In [None]:
import pandas as pd
import numpy as np

In [None]:
train = pd.read_csv("train.csv")

### Data description

| Feature  | Description            | Notes                                      |
|----------|------------------------|--------------------------------------------|
| survived | Survival               | 0 = No, 1 = Yes                            |
| pclass   | Ticket class           | 1 = 1st, 2 = 2nd, 3 = 3rd                 |
| sex      | Sex                    |                                            |
| Age      | Age in years           |                                            |
| sibsp    | # of siblings / spouses aboard the Titanic |                                    |
| parch    | # of parents / children aboard the Titanic |                                    |
| ticket   | Ticket number          |                                            |
| fare     | Passenger fare         |                                            |
| cabin    | Cabin number           |                                            |
| embarked | Port of Embarkation    | C = Cherbourg, Q = Queenstown, S = Southampton |


In [None]:
train.head()

In [None]:
train.info()

In [None]:
train.isna().sum()

In [None]:
train.drop(["PassengerId","Cabin","Name","Ticket"],axis=1, inplace=True)

In [None]:
train.head()

In [None]:
train['Sex'].value_counts()

In [None]:
train['Embarked'].value_counts()

In [None]:
train['Age'] = train['Age'].fillna(train['Age'].mean())

In [None]:
train.describe()

In [None]:
train["Survived"].value_counts()

In [None]:
train.info()

In [None]:
import matplotlib.pyplot as plt
import seaborn as sns

In [None]:
# Set the style of seaborn plots
sns.set_style("whitegrid")

# Histogram: Survived vs Age
plt.figure(figsize=(10, 6))
sns.histplot(data=train, x='Age', hue='Survived', multiple='stack', bins=20, kde=True)
plt.title('Survived vs Age')
plt.xlabel('Age')
plt.ylabel('Count')
plt.show()

In [None]:
# Histogram: Survived vs Fare
plt.figure(figsize=(10, 6))
sns.histplot(data=train, x='Fare', hue='Survived', multiple='stack', bins=20, kde=True)
plt.title('Survived vs Fare')
plt.xlabel('Fare')
plt.ylabel('Count')
plt.show()

In [None]:
# Define the categorical variables
categorical_vars = ['Sex', 'Pclass', 'SibSp', 'Parch', 'Embarked']

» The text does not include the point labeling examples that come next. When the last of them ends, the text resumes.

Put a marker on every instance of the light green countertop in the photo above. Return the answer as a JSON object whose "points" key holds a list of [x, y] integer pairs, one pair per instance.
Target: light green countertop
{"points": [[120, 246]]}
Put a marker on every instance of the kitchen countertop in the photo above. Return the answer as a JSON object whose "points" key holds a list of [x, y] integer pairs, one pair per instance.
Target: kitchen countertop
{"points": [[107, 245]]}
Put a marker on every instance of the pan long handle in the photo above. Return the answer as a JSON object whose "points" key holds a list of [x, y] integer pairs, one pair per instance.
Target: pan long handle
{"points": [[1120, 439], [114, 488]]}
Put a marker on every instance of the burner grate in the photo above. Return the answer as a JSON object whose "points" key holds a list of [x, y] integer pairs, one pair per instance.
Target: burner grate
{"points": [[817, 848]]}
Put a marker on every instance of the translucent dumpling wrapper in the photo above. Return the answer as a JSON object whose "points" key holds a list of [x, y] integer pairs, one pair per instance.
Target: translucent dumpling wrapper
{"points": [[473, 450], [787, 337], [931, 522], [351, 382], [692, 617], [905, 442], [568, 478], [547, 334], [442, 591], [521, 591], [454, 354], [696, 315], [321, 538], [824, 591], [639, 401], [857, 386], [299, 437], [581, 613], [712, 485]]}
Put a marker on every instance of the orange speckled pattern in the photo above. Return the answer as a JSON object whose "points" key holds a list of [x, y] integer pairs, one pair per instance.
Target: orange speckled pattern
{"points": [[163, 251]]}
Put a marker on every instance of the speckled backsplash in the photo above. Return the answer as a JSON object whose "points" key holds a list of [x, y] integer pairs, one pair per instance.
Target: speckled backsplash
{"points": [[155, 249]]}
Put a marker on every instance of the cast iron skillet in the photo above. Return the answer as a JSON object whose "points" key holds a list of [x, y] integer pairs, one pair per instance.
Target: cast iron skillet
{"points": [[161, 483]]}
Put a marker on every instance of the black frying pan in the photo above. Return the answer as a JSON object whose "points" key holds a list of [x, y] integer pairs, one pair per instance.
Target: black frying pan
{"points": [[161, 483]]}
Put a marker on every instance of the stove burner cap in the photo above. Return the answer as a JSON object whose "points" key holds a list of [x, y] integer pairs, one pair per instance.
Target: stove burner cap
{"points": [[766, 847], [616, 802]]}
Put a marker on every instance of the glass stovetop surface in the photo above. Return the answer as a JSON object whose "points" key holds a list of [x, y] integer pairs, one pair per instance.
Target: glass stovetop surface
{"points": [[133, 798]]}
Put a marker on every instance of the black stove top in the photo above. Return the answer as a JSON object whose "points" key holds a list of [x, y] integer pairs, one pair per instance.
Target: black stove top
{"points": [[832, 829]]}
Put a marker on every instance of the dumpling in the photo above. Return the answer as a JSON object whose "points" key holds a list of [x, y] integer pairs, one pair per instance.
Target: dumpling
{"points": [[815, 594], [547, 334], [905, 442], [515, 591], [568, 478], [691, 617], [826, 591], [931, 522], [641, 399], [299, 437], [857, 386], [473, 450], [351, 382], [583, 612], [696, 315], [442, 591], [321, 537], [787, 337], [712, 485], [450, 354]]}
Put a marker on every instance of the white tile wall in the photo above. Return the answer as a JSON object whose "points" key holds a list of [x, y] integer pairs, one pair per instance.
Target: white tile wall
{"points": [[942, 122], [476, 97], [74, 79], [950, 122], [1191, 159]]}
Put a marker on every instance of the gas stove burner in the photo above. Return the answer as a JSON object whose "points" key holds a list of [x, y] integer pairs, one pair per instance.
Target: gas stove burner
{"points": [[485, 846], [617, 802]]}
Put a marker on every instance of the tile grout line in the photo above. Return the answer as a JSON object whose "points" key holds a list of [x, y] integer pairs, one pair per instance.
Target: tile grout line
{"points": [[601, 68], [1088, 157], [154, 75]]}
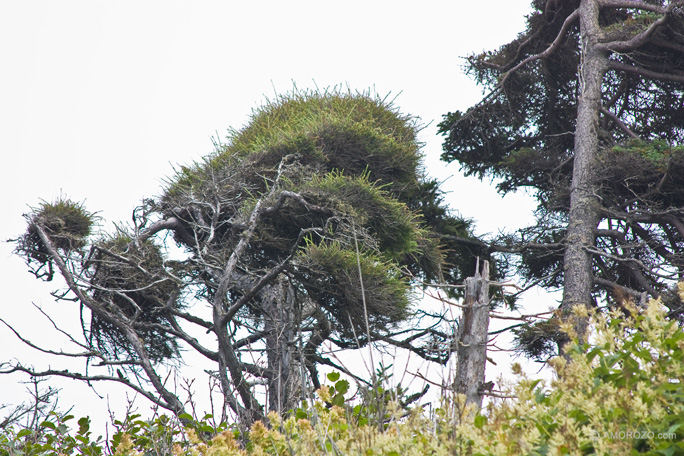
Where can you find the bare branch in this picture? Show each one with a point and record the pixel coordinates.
(619, 123)
(549, 50)
(619, 66)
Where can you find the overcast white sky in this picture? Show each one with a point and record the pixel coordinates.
(98, 99)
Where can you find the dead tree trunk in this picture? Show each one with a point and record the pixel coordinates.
(472, 338)
(279, 319)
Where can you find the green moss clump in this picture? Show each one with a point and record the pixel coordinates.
(129, 278)
(66, 223)
(331, 273)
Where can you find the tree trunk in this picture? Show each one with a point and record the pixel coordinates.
(472, 338)
(279, 317)
(583, 216)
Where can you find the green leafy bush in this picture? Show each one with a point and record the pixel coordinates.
(621, 393)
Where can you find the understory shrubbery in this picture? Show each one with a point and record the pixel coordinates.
(621, 393)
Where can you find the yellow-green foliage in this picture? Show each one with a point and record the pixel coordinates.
(349, 132)
(622, 394)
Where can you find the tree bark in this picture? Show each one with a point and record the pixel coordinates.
(472, 338)
(279, 317)
(584, 207)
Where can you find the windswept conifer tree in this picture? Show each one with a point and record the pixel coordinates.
(585, 109)
(308, 227)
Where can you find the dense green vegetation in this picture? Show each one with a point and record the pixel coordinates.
(621, 393)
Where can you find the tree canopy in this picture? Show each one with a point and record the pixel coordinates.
(586, 110)
(309, 226)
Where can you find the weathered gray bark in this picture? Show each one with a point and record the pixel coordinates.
(472, 338)
(584, 216)
(279, 318)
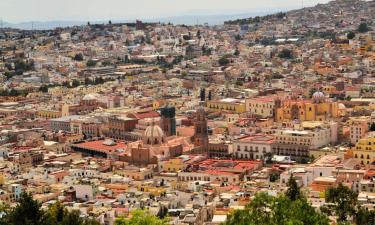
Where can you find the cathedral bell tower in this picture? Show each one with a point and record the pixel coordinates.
(200, 127)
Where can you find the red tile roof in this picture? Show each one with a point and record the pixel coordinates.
(100, 147)
(143, 115)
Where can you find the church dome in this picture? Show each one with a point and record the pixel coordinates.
(318, 97)
(91, 96)
(341, 106)
(153, 135)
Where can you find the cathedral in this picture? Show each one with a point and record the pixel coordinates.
(201, 134)
(156, 145)
(319, 108)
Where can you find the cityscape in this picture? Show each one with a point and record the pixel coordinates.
(266, 119)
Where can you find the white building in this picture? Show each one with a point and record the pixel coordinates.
(253, 147)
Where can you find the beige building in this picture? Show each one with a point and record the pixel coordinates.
(358, 128)
(263, 106)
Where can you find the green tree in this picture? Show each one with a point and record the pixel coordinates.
(223, 61)
(350, 35)
(363, 28)
(268, 210)
(78, 57)
(91, 63)
(345, 201)
(76, 83)
(293, 192)
(365, 217)
(141, 217)
(27, 212)
(285, 54)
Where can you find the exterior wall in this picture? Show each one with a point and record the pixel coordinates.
(251, 149)
(358, 130)
(118, 127)
(261, 107)
(173, 165)
(228, 106)
(184, 176)
(306, 111)
(48, 114)
(365, 150)
(221, 150)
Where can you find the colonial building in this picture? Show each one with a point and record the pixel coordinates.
(253, 147)
(365, 150)
(318, 108)
(168, 120)
(263, 106)
(201, 134)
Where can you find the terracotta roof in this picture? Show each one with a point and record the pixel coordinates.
(143, 115)
(101, 147)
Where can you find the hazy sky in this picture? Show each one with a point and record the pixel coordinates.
(85, 10)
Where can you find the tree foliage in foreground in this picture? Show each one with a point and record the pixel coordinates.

# Create count plots for each categorical variable
for var in categorical_vars:
    plt.figure(figsize=(10, 6))
    sns.countplot(data=train, x=var, hue='Survived')
    plt.title(f'Survived vs {var}')
    plt.xlabel(var)
    plt.ylabel('Count')
    plt.show()

In [None]:
# Bar plot: Fare vs Embarked
plt.figure(figsize=(10, 6))
sns.barplot(data=train, x='Embarked', y='Fare')
plt.title('Fare vs Embarked')
plt.xlabel('Embarked')
plt.ylabel('Fare')
plt.show()

In [None]:
train.head()

In [None]:
print(train['Sex'].value_counts())
print(train['Embarked'].value_counts())

In [None]:
from sklearn.preprocessing import LabelEncoder

label_encoder = LabelEncoder()

train['Sex'] = label_encoder.fit_transform(train['Sex'])
train['Embarked'] = label_encoder.fit_transform(train['Embarked'])

In [None]:
print(train['Sex'].value_counts())
print(train['Embarked'].value_counts())

In [None]:
train.head()

In [None]:
X=train.drop(["Survived"],axis=1)
y=train['Survived']

In [None]:
from sklearn.model_selection import train_test_split
X_train , X_test, y_train, y_test = train_test_split(X,y,test_size=0.2)

In [None]:
from sklearn.linear_model import LogisticRegression
from sklearn.tree import DecisionTreeClassifier

In [None]:
model_params = {
    
    'logistic_regression': {
        'model': LogisticRegression(max_iter=1000),
        'params': {
            'C': [0.1, 0.5, 1, 5, 10]
        }
    },
    
    'decision_tree': {
        'model': DecisionTreeClassifier(),
        'params': {
            'criterion': ['gini', 'entropy'],
            'max_depth': [None, 5, 10, 20],
            'min_samples_split': [2, 5, 10],
            'min_samples_leaf': [1, 2, 4]
        }
    }
    
}


In [None]:
from sklearn.model_selection import GridSearchCV
scores=[]
for model_name, mp in model_params.items():
    clf =  GridSearchCV(mp['model'], mp['params'], cv=5, return_train_score=False)
    clf.fit(X_train,y_train)
    scores.append({
        'model': model_name,
        'best_score': clf.best_score_,
        'best_params': clf.best_params_
    })

best_model = pd.DataFrame(scores,columns=['model','best_score','best_params'])
best_model

In [None]:
from sklearn.metrics import recall_score, f1_score, confusion_matrix, accuracy_score, precision_score, classification_report

# Retrieve the best model and its parameters from the results
best_model_row = best_model.loc[best_model['best_score'].idxmax()]
best_model_name = best_model_row['model']
best_model_params = best_model_row['best_params']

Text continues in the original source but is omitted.